The authors conclude that TA root extract supplementation can influence anabolic/catabolic stress hormone balance and mood state parameters in subjects with moderate stress levels. They found that 200 mg/day supplementation of patented, standardized, water-extracted TA (Physta) improved stress hormone profile by significantly lowering cortisol and increasing testosterone levels. TA supplementation was also found to significantly lower certain negative mood state parameters (tension, anger, and confusion). Future trials should have larger cohorts and separate results for males and females.


—Alexis Collins


References

1Keller AC. Tongkat ali aqueous extract shows promise in study for men who are symptomatic of hypogonadism due to low testosterone. HerbClip. November 15, 2011 (No. 071165-436). Austin, TX: American Botanical Council. Review of Standardised water-soluble extract of Eurycoma longifolia, tongkat ali, as testosterone booster for managing men with late-onset hypogonadism? by Tambi MIBM, Imran MK, Henkel RR. Andrologia. 2012;44(Suppl 1):226-230.

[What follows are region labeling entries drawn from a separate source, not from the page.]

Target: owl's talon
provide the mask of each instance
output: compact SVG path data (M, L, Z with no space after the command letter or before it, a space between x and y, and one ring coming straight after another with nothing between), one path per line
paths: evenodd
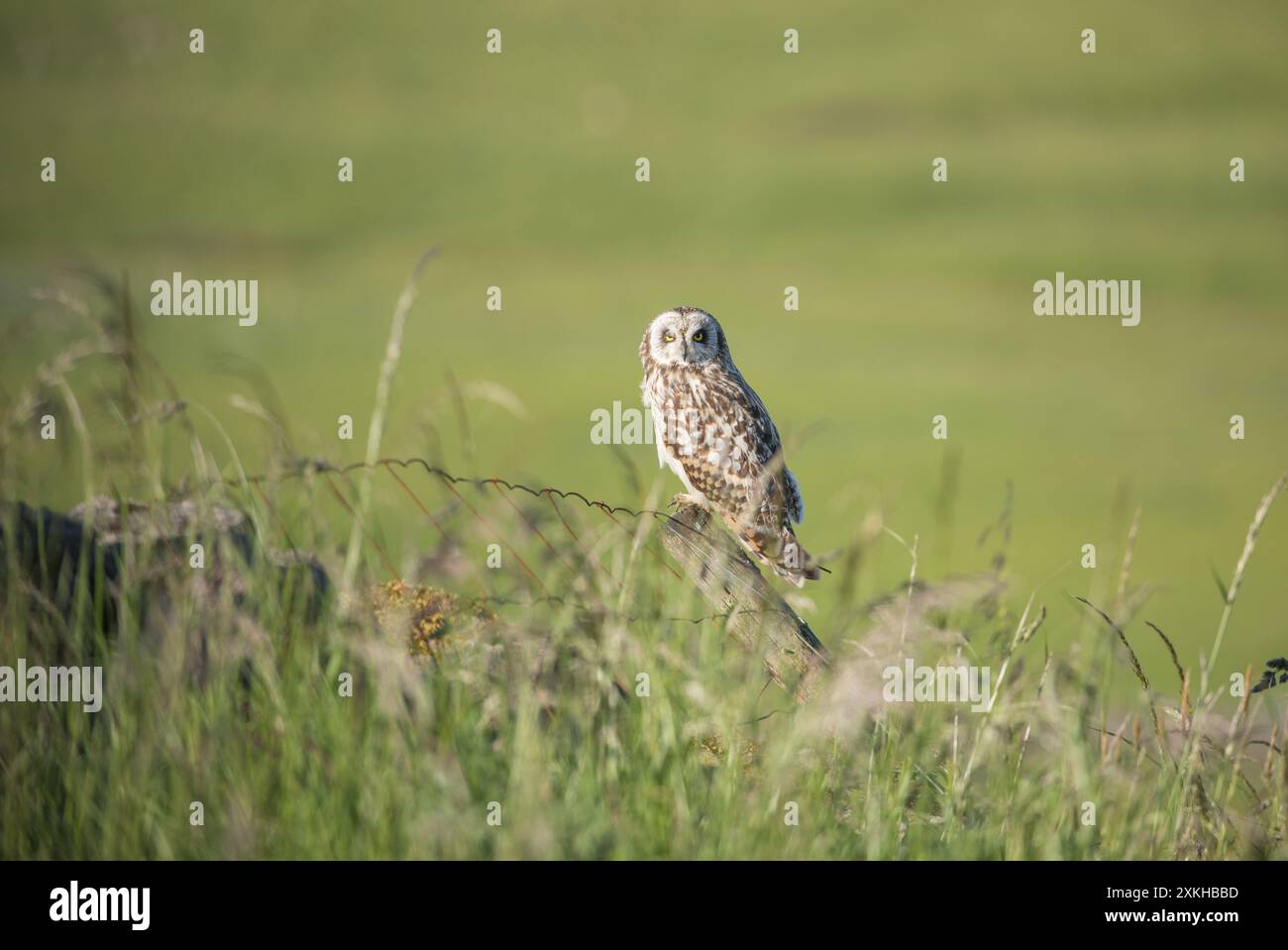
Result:
M679 508L679 507L683 507L685 505L696 505L699 508L705 508L706 507L705 499L698 498L698 496L696 496L696 494L687 494L684 492L680 492L679 494L674 496L671 498L670 503L668 503L668 507Z

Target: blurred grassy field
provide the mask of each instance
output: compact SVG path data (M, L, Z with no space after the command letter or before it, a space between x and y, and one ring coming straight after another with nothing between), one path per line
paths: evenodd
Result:
M501 55L484 53L491 27ZM923 574L980 569L1010 481L1015 586L1043 584L1054 642L1083 619L1060 591L1113 588L1139 507L1133 577L1159 584L1146 615L1186 658L1207 649L1212 569L1229 578L1288 466L1278 4L70 3L6 5L0 33L0 327L41 317L32 290L61 268L126 272L144 345L247 467L264 438L229 404L251 391L237 360L276 390L301 454L361 457L390 310L433 243L388 454L639 502L590 413L638 405L652 315L703 306L787 440L806 547L840 548L877 510L920 537ZM259 279L259 326L152 317L148 283L173 270ZM1140 279L1141 324L1034 317L1032 284L1056 270ZM492 284L502 313L484 309ZM12 395L67 333L4 339ZM466 452L448 375L501 384L526 416L471 402ZM629 451L674 490L652 447ZM17 488L73 503L70 458L32 438ZM399 551L424 542L402 512L385 526ZM1077 566L1087 542L1096 572ZM908 570L878 548L868 593ZM1283 653L1285 568L1276 512L1229 669Z

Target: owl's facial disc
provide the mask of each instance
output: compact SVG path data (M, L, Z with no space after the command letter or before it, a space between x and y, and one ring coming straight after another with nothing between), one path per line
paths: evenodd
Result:
M649 350L661 366L701 366L720 355L720 324L706 310L681 306L649 327Z

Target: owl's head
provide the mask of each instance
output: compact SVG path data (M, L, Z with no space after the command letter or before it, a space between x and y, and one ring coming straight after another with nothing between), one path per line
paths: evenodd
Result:
M654 366L702 366L729 353L716 318L696 306L676 306L653 318L640 341L640 362Z

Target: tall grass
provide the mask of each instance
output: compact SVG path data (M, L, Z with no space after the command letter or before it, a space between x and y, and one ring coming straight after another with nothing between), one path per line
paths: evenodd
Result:
M135 425L153 442L178 426L193 461L113 451L108 409L76 424L86 494L160 480L198 516L178 557L122 526L116 578L86 556L59 582L5 545L0 662L98 662L106 681L97 714L4 708L5 859L1284 856L1276 698L1222 717L1206 676L1193 698L1160 693L1122 614L1052 653L1047 631L1081 618L1012 590L1005 557L926 578L905 545L914 582L811 618L835 663L797 704L676 577L648 515L377 466L365 606L341 611L299 552L341 577L363 489L289 458L256 480L188 409L144 411L174 394L115 326L99 358L138 377ZM30 407L84 404L70 380L37 375L6 407L5 497L33 485ZM246 512L249 547L211 533L216 506ZM416 520L424 543L381 550L389 519ZM193 570L198 536L211 560ZM1119 605L1128 593L1124 566ZM987 711L884 702L903 655L998 671ZM1128 699L1100 687L1119 655L1140 678ZM1182 693L1195 660L1176 658Z

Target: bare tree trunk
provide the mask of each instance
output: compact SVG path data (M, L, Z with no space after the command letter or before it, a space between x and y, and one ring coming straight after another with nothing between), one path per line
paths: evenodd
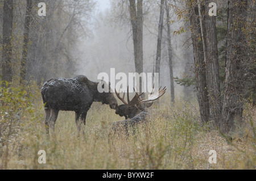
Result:
M212 0L205 1L209 5ZM216 32L216 20L214 16L210 16L205 11L205 43L207 83L210 105L210 116L218 125L221 112L220 81L218 70L218 56Z
M162 49L162 37L163 35L163 15L164 13L164 0L161 0L161 4L160 5L160 17L159 24L158 24L158 43L156 47L156 58L155 64L155 72L160 73L160 64L161 62L161 49Z
M228 1L228 38L224 97L221 131L228 132L234 127L236 115L241 120L247 44L246 42L247 0Z
M5 0L3 3L3 53L1 62L2 80L11 82L11 57L13 45L11 44L13 33L13 1Z
M25 24L24 30L23 47L22 52L22 58L21 61L20 83L22 83L26 78L27 74L27 52L28 49L28 35L30 32L30 24L31 23L31 10L32 0L27 0L27 7L26 11Z
M143 0L129 0L130 16L133 31L135 71L143 71ZM142 92L141 81L139 81L139 92Z
M167 19L167 42L168 42L168 54L169 56L169 70L170 70L170 81L171 85L171 100L172 103L175 102L174 94L174 71L172 69L172 45L171 41L171 28L168 19L170 19L169 6L167 5L167 0L165 1L166 18Z
M195 60L195 71L197 100L199 104L201 120L203 124L209 121L209 105L208 97L206 68L202 37L199 10L196 3L190 2L190 23L191 37Z

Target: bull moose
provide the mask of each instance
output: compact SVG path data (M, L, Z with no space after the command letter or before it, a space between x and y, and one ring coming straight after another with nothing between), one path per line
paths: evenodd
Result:
M135 93L135 95L133 99L130 100L129 87L127 87L127 102L125 100L125 94L121 98L119 93L118 93L115 90L115 94L118 99L124 103L124 104L119 105L117 107L115 113L121 117L125 116L126 119L112 123L112 129L114 132L124 130L127 134L129 127L133 127L135 125L147 122L150 115L147 110L147 108L151 106L154 100L160 98L166 92L166 88L164 87L162 90L161 90L161 88L160 87L158 92L156 94L153 94L152 91L148 95L148 98L147 99L142 99L141 98L141 96L143 93L141 94Z
M81 130L81 122L85 125L87 112L93 102L109 104L116 110L117 101L114 94L98 91L98 83L89 80L86 76L79 75L73 78L53 78L47 81L41 89L46 112L46 124L47 133L54 132L55 122L59 111L75 112L75 120L78 135ZM105 84L104 83L102 86ZM102 87L104 88L104 87Z

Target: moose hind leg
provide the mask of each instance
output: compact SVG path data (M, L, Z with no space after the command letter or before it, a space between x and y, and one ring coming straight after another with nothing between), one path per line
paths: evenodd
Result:
M80 136L81 127L82 125L82 121L83 121L82 119L82 115L76 112L76 127L77 128L77 137ZM82 134L84 136L84 129L82 129Z
M55 122L58 117L59 110L55 109L51 109L51 116L49 119L48 124L49 125L49 129L51 133L54 133L54 129L55 127Z
M51 109L48 107L44 108L44 111L46 112L46 119L44 120L44 126L46 127L46 132L47 134L49 134L49 119L51 116Z

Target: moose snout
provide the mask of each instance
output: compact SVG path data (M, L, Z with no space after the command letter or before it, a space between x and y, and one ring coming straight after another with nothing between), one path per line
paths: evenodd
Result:
M117 104L115 103L109 104L109 107L110 107L110 108L115 110L117 110L117 106L118 106Z

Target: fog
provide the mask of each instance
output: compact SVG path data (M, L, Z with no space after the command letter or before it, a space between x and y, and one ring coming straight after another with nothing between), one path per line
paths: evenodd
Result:
M152 3L154 11L148 12L144 19L143 72L145 73L154 71L156 58L159 10L157 2ZM106 4L108 6L104 7ZM105 72L110 75L110 68L115 69L115 74L123 72L128 75L130 72L135 72L131 27L129 22L123 22L117 18L117 12L109 3L99 1L97 6L98 10L91 27L92 33L86 40L80 40L77 47L80 54L76 74L85 75L91 80L98 81L98 74ZM165 24L167 23L166 18L164 22ZM176 21L171 25L174 77L180 78L192 73L188 68L193 66L193 61L189 33L173 35L174 31L183 24L183 22ZM164 28L159 84L167 86L170 91L167 46L166 28ZM184 95L184 86L175 82L175 90L176 97ZM194 94L193 88L189 88L189 91Z

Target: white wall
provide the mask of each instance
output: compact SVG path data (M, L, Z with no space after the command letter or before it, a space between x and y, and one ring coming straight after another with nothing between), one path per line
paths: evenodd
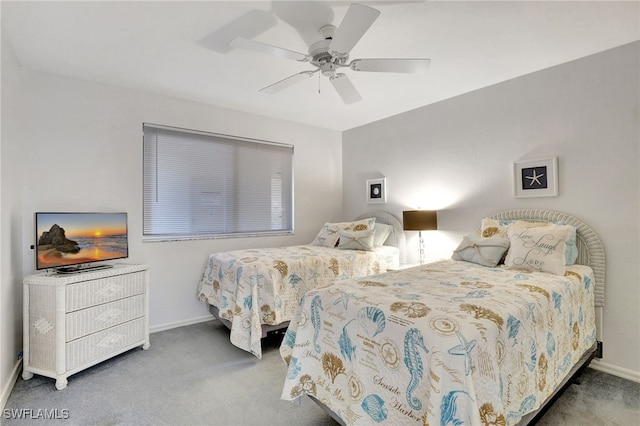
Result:
M639 50L622 46L345 132L345 215L375 209L365 180L386 176L385 209L438 210L439 231L425 238L436 259L491 213L574 214L607 255L600 366L640 381ZM558 157L559 196L515 199L513 161L548 156Z
M128 261L151 267L152 330L210 317L205 305L196 300L202 267L210 253L305 244L326 220L343 219L340 132L27 71L15 55L7 54L5 47L11 46L5 39L0 282L3 386L22 346L21 282L24 275L34 272L29 246L35 239L35 211L129 213ZM4 79L5 71L10 82ZM4 90L5 83L11 90ZM294 145L295 235L142 243L143 122Z

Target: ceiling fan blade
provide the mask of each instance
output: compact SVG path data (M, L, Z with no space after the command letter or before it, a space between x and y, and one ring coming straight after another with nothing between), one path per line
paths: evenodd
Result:
M410 74L424 74L427 72L431 59L354 59L349 68L354 71L371 72L403 72Z
M229 46L253 50L254 52L279 56L281 58L293 59L294 61L309 62L311 60L311 57L309 55L305 55L304 53L294 52L293 50L272 46L270 44L260 43L259 41L249 40L244 37L234 38L229 42Z
M263 87L262 89L260 89L260 91L264 93L273 94L283 89L286 89L289 86L293 86L294 84L299 83L303 80L306 80L307 78L313 77L313 74L315 74L315 71L303 71L301 73L294 74L283 80L273 83L267 87Z
M329 79L333 87L338 92L338 95L342 98L345 104L352 104L362 100L362 96L356 90L356 87L351 83L349 77L346 74L336 74Z
M345 56L367 32L380 15L380 11L369 6L353 3L336 33L333 35L330 50L338 56Z

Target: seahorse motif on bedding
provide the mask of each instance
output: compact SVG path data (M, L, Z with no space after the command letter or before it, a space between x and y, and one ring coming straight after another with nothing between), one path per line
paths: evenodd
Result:
M421 348L424 349L425 354L429 353L420 330L412 328L407 331L407 334L404 336L404 365L407 366L409 374L411 374L411 380L407 386L407 403L414 410L420 410L422 408L422 402L417 397L411 395L418 387L418 383L424 373L424 364L422 358L420 358Z
M311 325L313 325L313 347L317 353L320 353L320 345L318 345L318 334L320 333L320 311L323 311L322 300L319 295L315 295L311 299Z

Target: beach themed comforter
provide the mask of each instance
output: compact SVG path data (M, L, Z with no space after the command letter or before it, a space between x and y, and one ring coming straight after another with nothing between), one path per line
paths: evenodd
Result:
M237 250L209 256L198 299L232 322L231 343L262 357L262 324L289 321L307 291L335 280L398 268L396 247L371 251L315 245Z
M346 424L513 425L595 342L594 277L453 260L308 292L280 348L282 399Z

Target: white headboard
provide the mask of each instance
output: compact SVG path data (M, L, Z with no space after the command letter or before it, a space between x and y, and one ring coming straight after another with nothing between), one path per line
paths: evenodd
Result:
M528 220L545 222L562 222L576 228L576 246L578 247L579 265L587 265L595 275L595 305L604 306L605 261L604 246L600 237L575 216L553 210L521 209L507 210L489 216L497 220Z
M383 211L373 211L369 213L364 213L356 218L356 220L366 219L369 217L375 217L376 222L385 223L387 225L393 226L393 231L389 234L389 238L384 243L387 246L397 247L400 251L400 265L404 265L407 263L407 238L404 235L404 230L402 228L402 222L392 215L391 213L383 212Z

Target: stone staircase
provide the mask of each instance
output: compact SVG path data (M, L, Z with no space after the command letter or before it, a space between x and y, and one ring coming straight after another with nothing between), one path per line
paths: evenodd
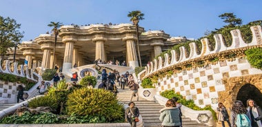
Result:
M6 108L8 108L9 107L11 107L12 106L14 106L17 104L0 104L0 110L3 110Z
M118 84L117 83L117 84ZM130 101L131 91L128 88L125 88L125 90L122 90L120 88L120 86L118 85L117 86L119 90L119 93L117 94L119 100L125 104L128 104ZM148 101L142 97L139 97L139 101L137 101L136 97L133 97L132 101L134 102L136 106L139 110L145 127L161 126L161 122L159 120L159 110L164 107L163 106L161 106L159 104L156 103L154 101ZM199 124L195 121L192 121L190 119L185 117L184 116L183 116L182 123L183 127L207 126L205 124Z

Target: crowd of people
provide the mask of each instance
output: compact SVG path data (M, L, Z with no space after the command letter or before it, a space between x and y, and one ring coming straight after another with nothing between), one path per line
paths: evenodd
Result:
M110 60L108 62L105 62L105 61L102 61L100 59L94 60L94 64L110 64L110 65L117 65L117 66L127 66L125 61L123 61L121 63L120 61L118 60L116 60L115 61Z
M225 121L230 127L262 127L262 110L253 99L248 99L247 107L241 101L236 101L231 108L230 117L225 106L219 103L216 114L223 127Z

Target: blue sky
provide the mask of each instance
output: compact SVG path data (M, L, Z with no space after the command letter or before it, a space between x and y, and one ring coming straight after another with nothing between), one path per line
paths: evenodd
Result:
M50 21L85 25L131 23L128 12L141 10L145 30L198 39L225 25L218 16L234 12L243 23L261 20L261 0L0 0L0 16L21 24L23 41L50 31Z

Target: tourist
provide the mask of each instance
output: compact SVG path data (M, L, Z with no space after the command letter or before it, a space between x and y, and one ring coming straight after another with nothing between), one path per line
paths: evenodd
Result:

2Oliff HS. A Malaysian tongkat ali extract (Physta™) increases quality-of-life benefits in men. HerbClip. January 15, 2013 (No. 121251-464). Austin, TX: American Botanical Council. Review of Randomized clinical trial on the use of PHYSTA freeze-dried water extract of Eurycoma longifolia for the improvement of quality of life and sexual well-being in men by Ismail SB, Wan Mohammad WMZ, George A, Nik Hussain NH, Musthapa Kamal ZM, Liske E. Evid Based Complement Alternat Med. 2012;2012:429268. doi: 10.1155/2012/429268.